Statusmelding

Kun tilgjengelig på engelsk

EDI 3400 Programming and Data Management

EDI 3400 Programming and Data Management

Course code: 
EDI 3400
Department: 
Data Science and Analytics
Credits: 
7.5
Course coordinator: 
Vegard Høghaug Larsen
Course name in Norwegian: 
Programming and Data Management
Product category: 
Bachelor
Portfolio: 
Bachelor of Digital Business - Programme course
Semester: 
2022 Autumn
Active status: 
Active
Level of study: 
Bachelor
Teaching language: 
English
Course type: 
One semester
Introduction

According to Statista, the annual amount of data created, captured, copied, and consumed worldwide will reach 97 zettabytes in 2022. Using available data to gain insights and make correct decisions is becoming essential for almost any business in today’s world.

This course introduces two of the most popular and indispensable programming languages for data analysts:

  • Python (with focus on data cleaning, processing, analysis and visualization)
  • SQL

In addition, the course also covers the basics of data management with focus on relational databases.

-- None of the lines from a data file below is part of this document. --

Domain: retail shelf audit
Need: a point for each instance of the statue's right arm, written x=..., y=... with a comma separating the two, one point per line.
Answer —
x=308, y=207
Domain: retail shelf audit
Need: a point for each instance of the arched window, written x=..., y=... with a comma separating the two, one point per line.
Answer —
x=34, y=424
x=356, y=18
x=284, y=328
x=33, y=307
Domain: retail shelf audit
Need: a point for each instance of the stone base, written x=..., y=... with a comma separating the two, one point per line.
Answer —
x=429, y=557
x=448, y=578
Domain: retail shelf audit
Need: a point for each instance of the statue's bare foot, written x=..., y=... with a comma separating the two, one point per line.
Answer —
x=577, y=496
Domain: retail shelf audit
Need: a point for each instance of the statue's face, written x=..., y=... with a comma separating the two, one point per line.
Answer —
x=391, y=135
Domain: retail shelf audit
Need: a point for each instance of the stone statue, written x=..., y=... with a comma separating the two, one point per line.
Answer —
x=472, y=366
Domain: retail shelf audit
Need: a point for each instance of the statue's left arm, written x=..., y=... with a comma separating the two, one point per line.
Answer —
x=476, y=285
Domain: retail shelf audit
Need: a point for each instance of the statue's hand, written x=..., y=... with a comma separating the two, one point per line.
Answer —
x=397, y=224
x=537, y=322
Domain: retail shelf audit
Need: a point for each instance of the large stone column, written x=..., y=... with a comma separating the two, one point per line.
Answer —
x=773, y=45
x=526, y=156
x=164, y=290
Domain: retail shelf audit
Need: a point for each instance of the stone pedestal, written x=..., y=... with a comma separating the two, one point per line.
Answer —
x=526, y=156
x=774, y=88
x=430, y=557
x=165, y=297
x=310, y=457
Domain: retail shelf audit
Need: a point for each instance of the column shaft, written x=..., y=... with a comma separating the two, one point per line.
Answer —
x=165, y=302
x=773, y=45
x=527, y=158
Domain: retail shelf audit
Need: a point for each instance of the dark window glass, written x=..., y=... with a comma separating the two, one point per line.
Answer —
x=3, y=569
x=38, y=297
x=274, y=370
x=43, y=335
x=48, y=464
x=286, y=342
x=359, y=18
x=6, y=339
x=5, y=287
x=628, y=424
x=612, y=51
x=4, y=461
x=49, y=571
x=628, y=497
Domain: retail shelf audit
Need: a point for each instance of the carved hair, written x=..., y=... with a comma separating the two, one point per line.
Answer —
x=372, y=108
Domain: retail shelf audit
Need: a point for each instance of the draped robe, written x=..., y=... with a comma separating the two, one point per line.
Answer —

Learning outcomes - Knowledge

Upon completion of the course the student shall be able to:

  • Understand, explain and use fundamental programming concepts, including:
    • syntax and semantics,
    • variables,
    • types,
    • basic data structures,
    • expressions and statements,
    • control flow (conditionals and loops),
    • functions and libraries,
    • input/output operations,
    • exceptions with focus on the Python programming language,
  • Understand and explain principles of data modeling and relational databases,
  • Understand, explain and use SQL statements and queries.
Learning outcomes - Skills

Upon completion of the course the student shall be able to:

  • Use integrated development environments to create computer programs,
  • Design, implement, run, test and debug programs in Python based on a given textual description of a problem,
  • Process, analyze, summarize and visualize datasets using Python, NumPy, Matplotlib and Seaborn and other libraries,
  • Read and understand Python source code implemented by others,
  • Create a data model based on a given textual description of a problem,
  • Implement this data model in a relational database using the SQL language,
  • Query and modify relational databases using the SQL language,
  • Create computer programs in Python that store, modify and query data stored in relational databases,
  • Set up indexes to improve the performance of databases.
General Competence

Upon completion of the course the student shall have stronger competence in:

  • Processing and analyzing data with help of computers,
  • Using online resources as aids to solve problems,
  • Reading and understanding technical documentation,
  • Working in groups.
Course content
  • Introduction, installation of Python, Jupyter lab, IDEs.
  • Executing Python code.
  • Variables, basic types, user input and output.
  • Control flow (conditional execution, loops).
  • Organizing code (functions and libraries).
  • Data structures.
  • Strings, reading, writing and processing text files. Regular expressions.
  • Extracting data from web.
  • Vectors and matrices (NumPy), random numbers and the Monte Carlo method.
  • Processing and analyzing tabular data with Pandas (reading, cleaning, manipulating, grouping and aggregating data).
  • Plotting and visualization (Matplotlib, Seaborn).
  • Introduction to relational databases.
  • Structured Query Language (SQL).
  • The entity-relationship (ER) model and the relational model.
  • Programming with databases.
  • Indexes.
  • Transactions.
Teaching and learning activities
  • Organized classes combining classical lectures with discussing and solving practical problems. (Students are expected to prepare for these sessions by going through given Jupyter notebooks and other reading material and/or watching selected videos online.)
  • Homework exercises (ungraded, solved individually or in groups of 2-3 students).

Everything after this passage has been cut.